For a country as big, diverse
and disparate as ours with a multicultural, multiethnic composition, free
markets, freedom of speech, religion and all the other traits that make our
country what it is, it is a little surprising why we do not have more crime,
why we don’t have more frequent mass casualty crimes committed. We number over 400 million in population and
are scattered over this part of the North American continent in big urban
centers surrounded by rings suburban and exurban living. We have smaller cities interspersed
throughout rural sections in the continental 48 States and our Constitution,
while a little strained and twisted, has served us well. Our public education system and criminal
justice system are profoundly dysfunctional and, if one were to believe that
those two entities are not intimately related, they would be very much
mistaken. If as a society we cannot
provide an equal education for all of our children regardless of any external
factors then we are failing as a society.
When our jails, prisons and penitentiaries become the go-to warehousing
place for the mentally ill among us we are falling short.
Our broad systemic failures in
public education also pose a serious national security threat. In a paper sponsored by the Council on
Foreign Relations and co-authored by two former Secretaries of State, Henry
Kissinger and Condoleezza Rice reported that an alarming number of applicants
to enlist in the Armed Forces cannot even pass the basic competency tests for admission
to the military. In a similar study
conducted by the RAND Corporation over 25% of potential enlistees were
disqualified because they could not achieve a passing grade on that same basic
skills test that Drs. Kissinger and Rice evaluated in their work.

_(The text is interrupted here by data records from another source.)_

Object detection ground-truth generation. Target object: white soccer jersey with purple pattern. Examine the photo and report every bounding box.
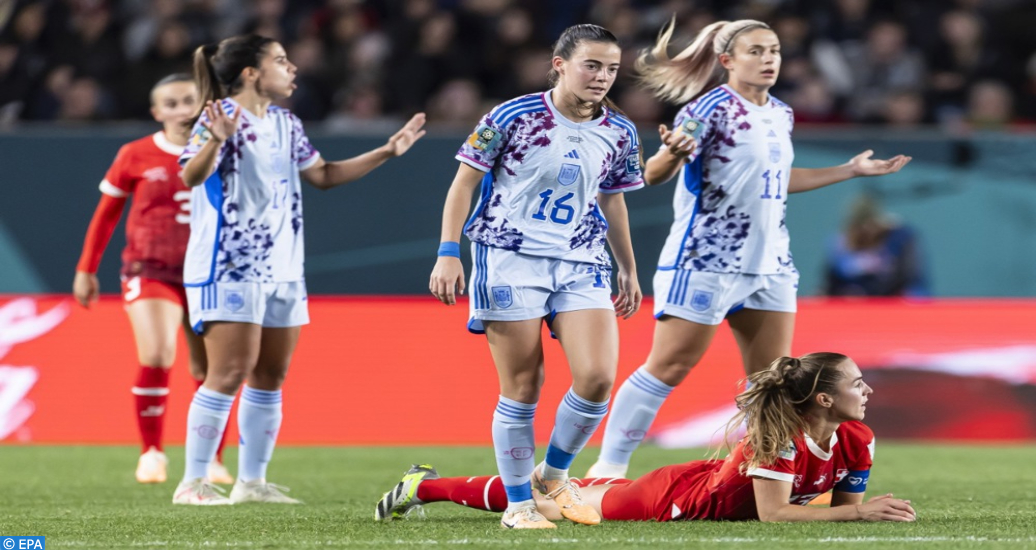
[180,99,320,286]
[658,85,797,274]
[457,91,643,265]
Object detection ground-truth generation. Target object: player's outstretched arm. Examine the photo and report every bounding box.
[301,113,425,190]
[787,149,914,193]
[644,124,698,185]
[428,163,485,306]
[752,477,917,522]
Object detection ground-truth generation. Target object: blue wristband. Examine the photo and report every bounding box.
[439,240,460,258]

Providing a basic education
for every child in the country should be among the very top priorities of the
federal government. State and local politics,
regional tendencies and any number of extraneous variables should not be
impediments to attaining that goal. Our
educators interactions with our children may be the only positive interactions
they have with an adult. This is not
about need or merit, nor is it about any of the other red herrings that
politicians like to throw out into this debate.
This is a nation-wide problem and it needs to be addressed in a serious
manner.
We do not intend to say or
even remotely imply that lack of education, poverty, bad neighborhoods or
whatever else can be tossed into the excuse pot are “valid” reasons for, or “causes”
of violence in our society especially among our youth. That is simply not the case. Millions of Americans over generations and
hundreds of years have lived in less than ideal circumstances and have gone on
to be productive law abiding members of society. We cannot perform some type of “Mass mental
health evaluation” for every child or teenager in the country but, the more of
them we can teach – actually get into a classroom and keep them there - the
better off we will all be. Having our
youth as “students” allows for them to be casually observed and unofficially
evaluated by their educators on a daily basis and it is that level of scrutiny,
that noninvasive or confrontational observance that might help a teacher identifies
a legitimately “troubled” student before they drop out and pick up a knife…or a
gun. Our public schools lose hundreds of
students a month to the streets or town squares. In some of our largest cities, the biggest
urban school districts, the dropout rates are almost at 50%. That should be unacceptable to every person
in the country, to every voter, to every elected official be they members of a
local school board or the President of the United States.
Until we assume the responsibility
as a people to provide an equal education for every child we will continue our
slow but sure backsliding and it will continue to get worse.